Daß durch diese nahezu drei Jahrzehnte das MS 50-Konzept zu einer
Vielzahl von Varianten führte, ist ein weiterer Beweis für die
Genialität dieses Fahrzeuges.
Die MS 50 war von Ing. Walter Kuttler, nach - für den damaligen
Mopedbau - völlig neuen Gesichtspunkten konstruiert worden. Einerseits
lag das daran, daß man sich bei Puch nie mit Fahrradhilfsmotoren
beschäftigt hatte, anderseits waren die Voraussetzungen von Haus aus
durch die Motorradbaulinie und den Rollerbau her determiniert.

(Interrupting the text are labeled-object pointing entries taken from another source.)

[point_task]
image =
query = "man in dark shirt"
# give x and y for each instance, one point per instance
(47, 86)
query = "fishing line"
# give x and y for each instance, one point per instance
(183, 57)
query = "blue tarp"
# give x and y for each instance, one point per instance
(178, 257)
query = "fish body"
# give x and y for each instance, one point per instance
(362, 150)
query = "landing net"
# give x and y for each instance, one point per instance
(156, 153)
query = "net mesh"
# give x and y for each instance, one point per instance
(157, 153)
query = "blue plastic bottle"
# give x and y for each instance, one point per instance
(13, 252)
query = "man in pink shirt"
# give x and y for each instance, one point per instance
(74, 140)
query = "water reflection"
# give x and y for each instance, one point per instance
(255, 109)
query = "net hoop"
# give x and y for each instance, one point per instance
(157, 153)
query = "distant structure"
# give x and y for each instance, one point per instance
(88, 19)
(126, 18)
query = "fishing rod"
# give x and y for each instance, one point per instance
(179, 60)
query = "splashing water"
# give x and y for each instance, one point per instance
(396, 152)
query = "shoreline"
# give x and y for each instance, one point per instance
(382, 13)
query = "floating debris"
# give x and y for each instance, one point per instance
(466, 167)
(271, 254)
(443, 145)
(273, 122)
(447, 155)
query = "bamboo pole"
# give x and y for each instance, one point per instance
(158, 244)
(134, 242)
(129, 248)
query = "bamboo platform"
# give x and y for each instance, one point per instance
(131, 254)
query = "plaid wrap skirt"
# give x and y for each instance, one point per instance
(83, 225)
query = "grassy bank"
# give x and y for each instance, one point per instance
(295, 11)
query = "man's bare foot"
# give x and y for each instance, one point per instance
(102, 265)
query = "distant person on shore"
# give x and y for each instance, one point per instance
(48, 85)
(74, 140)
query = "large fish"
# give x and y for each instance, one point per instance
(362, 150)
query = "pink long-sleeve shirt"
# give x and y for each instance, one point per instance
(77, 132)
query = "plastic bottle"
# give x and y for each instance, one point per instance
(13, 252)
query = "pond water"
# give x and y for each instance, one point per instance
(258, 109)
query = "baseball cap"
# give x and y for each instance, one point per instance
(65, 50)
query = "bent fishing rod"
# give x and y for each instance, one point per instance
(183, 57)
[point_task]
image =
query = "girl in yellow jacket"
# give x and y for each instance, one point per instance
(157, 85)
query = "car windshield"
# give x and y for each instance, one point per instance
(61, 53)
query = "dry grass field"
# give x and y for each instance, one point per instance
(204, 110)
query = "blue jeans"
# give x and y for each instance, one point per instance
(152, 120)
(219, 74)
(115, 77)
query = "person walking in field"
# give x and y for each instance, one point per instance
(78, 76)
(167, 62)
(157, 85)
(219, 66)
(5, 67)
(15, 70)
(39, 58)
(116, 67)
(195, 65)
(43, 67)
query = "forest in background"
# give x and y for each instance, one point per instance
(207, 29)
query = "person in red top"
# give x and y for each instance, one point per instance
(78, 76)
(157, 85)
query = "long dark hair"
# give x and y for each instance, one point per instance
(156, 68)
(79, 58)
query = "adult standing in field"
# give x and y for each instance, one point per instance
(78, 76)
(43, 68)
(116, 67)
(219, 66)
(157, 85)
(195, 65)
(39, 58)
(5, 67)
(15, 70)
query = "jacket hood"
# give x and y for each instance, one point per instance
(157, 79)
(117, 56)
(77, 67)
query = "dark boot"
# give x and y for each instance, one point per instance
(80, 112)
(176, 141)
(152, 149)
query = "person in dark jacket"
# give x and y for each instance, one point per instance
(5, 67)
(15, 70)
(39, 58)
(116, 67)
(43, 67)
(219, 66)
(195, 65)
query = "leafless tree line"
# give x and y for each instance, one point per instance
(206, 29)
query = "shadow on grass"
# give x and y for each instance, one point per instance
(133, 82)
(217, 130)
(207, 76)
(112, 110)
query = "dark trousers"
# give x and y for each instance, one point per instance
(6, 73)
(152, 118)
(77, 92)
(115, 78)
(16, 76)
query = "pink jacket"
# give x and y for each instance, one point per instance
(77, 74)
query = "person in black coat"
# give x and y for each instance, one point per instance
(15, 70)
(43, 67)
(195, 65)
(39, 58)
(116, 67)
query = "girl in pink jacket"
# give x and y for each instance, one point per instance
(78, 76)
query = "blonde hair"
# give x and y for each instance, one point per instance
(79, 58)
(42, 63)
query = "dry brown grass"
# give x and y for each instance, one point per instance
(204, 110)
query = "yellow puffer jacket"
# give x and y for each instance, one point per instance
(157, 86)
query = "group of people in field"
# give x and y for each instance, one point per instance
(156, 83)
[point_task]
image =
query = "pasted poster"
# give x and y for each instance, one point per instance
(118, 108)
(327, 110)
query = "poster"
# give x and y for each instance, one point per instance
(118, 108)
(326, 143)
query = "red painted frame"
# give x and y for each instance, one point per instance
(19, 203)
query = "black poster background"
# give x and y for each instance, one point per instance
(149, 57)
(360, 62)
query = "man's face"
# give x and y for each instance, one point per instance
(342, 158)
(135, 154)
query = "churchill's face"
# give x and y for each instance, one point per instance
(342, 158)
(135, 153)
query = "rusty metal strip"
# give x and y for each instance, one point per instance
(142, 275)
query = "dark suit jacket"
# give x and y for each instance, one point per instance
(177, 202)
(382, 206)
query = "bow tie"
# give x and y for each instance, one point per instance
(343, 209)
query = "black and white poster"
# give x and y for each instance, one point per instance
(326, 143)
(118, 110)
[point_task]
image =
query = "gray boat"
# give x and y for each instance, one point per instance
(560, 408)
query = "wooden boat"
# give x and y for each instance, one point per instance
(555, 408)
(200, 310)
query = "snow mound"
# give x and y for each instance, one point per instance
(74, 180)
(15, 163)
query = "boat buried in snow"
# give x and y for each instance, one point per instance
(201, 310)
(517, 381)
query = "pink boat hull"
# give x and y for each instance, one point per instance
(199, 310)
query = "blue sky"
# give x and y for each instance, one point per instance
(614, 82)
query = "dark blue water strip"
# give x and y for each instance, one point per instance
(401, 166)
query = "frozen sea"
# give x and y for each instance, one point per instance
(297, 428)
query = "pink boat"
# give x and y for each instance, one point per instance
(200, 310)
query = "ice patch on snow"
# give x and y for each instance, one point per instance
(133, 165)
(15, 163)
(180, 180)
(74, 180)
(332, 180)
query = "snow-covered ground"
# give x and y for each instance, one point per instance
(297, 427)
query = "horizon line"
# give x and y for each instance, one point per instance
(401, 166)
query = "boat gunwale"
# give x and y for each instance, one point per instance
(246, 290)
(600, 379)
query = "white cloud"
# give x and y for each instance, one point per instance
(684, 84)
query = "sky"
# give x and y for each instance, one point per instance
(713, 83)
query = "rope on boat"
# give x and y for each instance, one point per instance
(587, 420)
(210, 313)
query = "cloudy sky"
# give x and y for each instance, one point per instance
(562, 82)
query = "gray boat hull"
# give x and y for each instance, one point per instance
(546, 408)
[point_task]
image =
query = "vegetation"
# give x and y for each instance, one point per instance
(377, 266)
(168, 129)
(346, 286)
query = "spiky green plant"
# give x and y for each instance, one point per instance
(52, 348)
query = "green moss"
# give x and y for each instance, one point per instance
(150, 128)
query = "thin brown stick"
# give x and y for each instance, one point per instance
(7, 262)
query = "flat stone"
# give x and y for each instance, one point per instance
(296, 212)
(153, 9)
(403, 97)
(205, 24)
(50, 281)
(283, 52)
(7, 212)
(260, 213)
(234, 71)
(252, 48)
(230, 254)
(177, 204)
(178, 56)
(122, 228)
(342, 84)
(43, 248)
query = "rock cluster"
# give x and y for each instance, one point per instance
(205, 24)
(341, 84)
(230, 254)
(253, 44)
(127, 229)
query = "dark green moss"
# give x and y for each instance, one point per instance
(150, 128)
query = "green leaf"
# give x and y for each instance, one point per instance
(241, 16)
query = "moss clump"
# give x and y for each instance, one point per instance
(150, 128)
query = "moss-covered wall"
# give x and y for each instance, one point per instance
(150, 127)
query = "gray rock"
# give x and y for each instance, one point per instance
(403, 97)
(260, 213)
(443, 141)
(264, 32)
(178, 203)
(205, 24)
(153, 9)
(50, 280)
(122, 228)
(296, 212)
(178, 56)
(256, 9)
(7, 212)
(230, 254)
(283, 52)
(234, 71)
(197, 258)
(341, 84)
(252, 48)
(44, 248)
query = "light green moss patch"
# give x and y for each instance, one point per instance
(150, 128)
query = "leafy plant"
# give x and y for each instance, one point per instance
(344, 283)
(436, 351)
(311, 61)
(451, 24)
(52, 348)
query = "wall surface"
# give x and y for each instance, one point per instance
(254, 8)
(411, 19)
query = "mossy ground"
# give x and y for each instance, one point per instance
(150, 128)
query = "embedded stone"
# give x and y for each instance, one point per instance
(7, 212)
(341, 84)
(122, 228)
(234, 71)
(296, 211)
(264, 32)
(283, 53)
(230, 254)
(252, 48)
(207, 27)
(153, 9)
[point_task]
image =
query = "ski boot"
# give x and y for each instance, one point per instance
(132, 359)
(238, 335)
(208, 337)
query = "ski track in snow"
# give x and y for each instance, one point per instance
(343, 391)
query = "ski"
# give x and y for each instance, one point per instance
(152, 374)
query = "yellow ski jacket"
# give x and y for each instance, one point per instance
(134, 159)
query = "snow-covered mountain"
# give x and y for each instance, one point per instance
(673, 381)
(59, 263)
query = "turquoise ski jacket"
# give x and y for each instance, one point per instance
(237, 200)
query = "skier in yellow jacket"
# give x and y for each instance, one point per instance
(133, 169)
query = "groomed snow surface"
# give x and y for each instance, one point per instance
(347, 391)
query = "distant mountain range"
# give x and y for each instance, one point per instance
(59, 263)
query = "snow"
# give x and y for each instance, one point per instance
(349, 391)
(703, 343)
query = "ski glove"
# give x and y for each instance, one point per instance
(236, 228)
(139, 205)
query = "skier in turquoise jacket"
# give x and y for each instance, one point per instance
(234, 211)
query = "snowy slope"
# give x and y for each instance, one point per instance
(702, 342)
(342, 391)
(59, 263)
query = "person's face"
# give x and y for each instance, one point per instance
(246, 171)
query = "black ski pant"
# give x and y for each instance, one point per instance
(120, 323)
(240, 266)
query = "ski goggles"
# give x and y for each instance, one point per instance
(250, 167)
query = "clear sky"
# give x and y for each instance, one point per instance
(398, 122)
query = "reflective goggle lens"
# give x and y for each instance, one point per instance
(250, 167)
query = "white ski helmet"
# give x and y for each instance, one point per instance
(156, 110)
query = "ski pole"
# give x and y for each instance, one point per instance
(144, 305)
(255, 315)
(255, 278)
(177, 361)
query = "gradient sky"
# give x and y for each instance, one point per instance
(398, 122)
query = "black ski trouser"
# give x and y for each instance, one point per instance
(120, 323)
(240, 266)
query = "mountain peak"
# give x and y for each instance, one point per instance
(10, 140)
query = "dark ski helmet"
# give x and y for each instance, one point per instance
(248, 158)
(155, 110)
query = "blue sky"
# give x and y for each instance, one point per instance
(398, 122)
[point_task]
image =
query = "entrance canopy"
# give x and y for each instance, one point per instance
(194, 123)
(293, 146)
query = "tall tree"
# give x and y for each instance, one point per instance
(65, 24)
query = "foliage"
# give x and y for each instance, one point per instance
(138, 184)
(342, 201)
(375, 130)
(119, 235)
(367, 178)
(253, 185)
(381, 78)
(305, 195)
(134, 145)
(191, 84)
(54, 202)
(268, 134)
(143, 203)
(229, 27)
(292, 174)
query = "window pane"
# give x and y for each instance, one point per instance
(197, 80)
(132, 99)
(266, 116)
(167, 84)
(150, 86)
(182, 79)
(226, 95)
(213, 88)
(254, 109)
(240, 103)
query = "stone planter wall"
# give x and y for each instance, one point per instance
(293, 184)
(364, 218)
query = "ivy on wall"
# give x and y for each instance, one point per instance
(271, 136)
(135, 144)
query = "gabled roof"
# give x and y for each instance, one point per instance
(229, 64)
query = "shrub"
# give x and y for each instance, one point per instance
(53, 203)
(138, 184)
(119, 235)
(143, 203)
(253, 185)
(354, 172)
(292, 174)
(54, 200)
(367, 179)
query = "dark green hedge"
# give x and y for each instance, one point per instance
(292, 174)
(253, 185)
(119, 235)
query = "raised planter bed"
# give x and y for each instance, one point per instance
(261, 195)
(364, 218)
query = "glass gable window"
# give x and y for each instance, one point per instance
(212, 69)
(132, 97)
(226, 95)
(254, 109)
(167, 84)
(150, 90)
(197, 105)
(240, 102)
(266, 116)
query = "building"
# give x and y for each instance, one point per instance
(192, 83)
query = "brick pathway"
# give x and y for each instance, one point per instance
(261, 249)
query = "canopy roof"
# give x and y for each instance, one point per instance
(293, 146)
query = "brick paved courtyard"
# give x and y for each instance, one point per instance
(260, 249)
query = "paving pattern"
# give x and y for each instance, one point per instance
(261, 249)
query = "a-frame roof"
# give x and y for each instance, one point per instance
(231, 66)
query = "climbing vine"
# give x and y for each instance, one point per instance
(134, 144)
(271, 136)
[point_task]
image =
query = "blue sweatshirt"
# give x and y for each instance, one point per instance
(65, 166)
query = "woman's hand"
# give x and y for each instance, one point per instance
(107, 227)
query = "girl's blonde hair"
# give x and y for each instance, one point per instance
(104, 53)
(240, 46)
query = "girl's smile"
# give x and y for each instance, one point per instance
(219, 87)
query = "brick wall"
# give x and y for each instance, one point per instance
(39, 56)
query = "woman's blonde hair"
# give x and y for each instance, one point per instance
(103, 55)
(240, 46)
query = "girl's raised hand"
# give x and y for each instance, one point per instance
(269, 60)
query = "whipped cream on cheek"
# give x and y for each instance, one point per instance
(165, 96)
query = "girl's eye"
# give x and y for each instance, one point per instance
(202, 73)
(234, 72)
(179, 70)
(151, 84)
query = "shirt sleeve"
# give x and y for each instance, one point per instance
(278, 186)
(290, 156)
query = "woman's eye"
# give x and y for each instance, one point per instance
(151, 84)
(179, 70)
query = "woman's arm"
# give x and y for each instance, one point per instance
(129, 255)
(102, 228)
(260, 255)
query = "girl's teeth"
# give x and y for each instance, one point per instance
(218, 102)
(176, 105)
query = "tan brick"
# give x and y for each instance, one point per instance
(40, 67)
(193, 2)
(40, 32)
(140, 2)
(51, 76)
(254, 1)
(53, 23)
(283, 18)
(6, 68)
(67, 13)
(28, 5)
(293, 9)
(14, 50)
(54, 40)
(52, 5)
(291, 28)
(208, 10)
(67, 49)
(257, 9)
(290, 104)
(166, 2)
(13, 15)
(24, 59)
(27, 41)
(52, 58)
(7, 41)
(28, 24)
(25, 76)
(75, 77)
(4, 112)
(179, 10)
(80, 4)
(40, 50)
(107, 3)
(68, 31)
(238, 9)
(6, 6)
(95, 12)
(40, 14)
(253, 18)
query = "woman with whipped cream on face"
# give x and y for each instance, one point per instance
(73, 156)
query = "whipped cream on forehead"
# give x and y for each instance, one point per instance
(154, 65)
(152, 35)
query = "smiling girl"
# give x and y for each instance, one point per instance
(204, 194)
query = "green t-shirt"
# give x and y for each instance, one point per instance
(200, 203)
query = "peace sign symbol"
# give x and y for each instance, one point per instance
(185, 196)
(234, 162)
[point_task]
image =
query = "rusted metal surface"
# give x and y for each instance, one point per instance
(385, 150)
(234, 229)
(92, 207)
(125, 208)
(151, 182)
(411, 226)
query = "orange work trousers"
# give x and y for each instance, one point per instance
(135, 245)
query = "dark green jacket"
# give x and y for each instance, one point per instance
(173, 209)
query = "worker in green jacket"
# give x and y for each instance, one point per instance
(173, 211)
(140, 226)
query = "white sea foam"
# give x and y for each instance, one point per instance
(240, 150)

Das heißt, daß man selbstverständlich das Schalenrahmenprinzip
aus dem Motorradbau für das Moped adaptierte. Dieses langgezogene
und zwischen Steuerkopf und Schwingenlagerung gerade und steife Bauteil
führte ja zu dem Spitznahmen „Stangel-Puch“. Und das sich dieses
Moped jahrzehntelang der hohen Gunst der Landbriefträger erfreute,
bürgerte sich auch bald der Name „Postler-Puch“ ein.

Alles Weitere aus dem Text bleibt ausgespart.